PALEOSOLS AND PEDOGENESIS OF THE POTOMAC FORMATION IN DELAWARE AND NEW JERSEY
The use of multiple cores provides both a temporal and spatial record to evaluate this landscape during this period of global change. The studied paleosols offer a record of the evolution of terrestrial coastal plain environments in a greenhouse climate. Paleosols from these five cores were identified and described; the described morphology (color, horizonation, clay fabrics, root/burrow traces), clay mineralogy, and crystallinity is a function of their pedogenic development and surface environment (redox, base-level, drainage conditions). Each core contains multiple paleosols, ranging in thickness of cm to m scale, and varying in pedogenic rate from compound to composite and cumulative soils. Maturity level was either very mature Ultisol-equivalent paleosols, with strongly hued mottles of reds and purples, or less mature Inceptisol/Entisol-equivalent paleosols that offer only weakly defined features.
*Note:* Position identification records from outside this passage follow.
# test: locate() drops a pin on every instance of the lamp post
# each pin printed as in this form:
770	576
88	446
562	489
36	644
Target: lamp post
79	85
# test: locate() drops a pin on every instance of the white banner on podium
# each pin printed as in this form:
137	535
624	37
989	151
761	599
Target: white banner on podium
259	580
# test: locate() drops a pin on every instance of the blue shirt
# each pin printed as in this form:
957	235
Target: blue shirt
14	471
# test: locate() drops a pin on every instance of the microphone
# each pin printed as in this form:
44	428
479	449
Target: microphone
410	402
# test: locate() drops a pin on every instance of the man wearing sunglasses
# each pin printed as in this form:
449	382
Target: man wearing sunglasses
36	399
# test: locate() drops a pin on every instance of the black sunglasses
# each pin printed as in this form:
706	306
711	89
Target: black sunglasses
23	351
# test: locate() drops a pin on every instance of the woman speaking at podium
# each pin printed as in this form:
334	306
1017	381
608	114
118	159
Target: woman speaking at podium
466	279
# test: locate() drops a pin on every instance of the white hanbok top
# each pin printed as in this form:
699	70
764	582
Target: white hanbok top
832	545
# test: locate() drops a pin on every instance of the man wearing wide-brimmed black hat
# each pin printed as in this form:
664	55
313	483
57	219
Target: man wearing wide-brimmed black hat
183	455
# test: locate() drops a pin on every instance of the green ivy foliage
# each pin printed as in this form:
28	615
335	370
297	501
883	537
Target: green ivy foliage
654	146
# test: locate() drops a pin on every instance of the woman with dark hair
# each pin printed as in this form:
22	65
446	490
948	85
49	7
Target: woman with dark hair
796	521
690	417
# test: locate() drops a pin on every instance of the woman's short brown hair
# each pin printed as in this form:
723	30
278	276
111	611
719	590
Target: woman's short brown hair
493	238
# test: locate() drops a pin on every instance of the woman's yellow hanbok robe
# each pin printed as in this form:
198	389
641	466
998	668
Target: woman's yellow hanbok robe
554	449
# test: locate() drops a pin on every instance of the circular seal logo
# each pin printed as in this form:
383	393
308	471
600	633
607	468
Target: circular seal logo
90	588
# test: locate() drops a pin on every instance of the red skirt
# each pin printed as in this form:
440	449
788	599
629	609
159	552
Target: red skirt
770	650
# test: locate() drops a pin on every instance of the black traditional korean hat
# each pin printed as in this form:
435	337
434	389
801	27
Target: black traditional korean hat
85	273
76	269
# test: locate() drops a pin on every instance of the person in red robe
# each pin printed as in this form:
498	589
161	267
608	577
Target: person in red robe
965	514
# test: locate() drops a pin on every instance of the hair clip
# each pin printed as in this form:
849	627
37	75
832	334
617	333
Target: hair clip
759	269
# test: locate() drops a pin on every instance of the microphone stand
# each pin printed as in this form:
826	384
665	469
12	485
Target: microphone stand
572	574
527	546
The hydromorphic conditions within the coastal plain can be assessed not only by paleosol maturity but other observed features including the micromorphology varying between soils with high birefringence, sepic plasmic clay fabrics indicative of periods of wetting and drying, to those soils having weak birefringence, randomly oriented clay fabrics often formed in continuously saturated conditions.
This project provides part of a multidisciplinary study utilizing geophysical logs, biostratigraphy, and isotope stratigraphy towards a more complete understanding of the facies relationships on the coastal plain, as well as providing insight into the connectivity of buried strata within the Potomac Formation.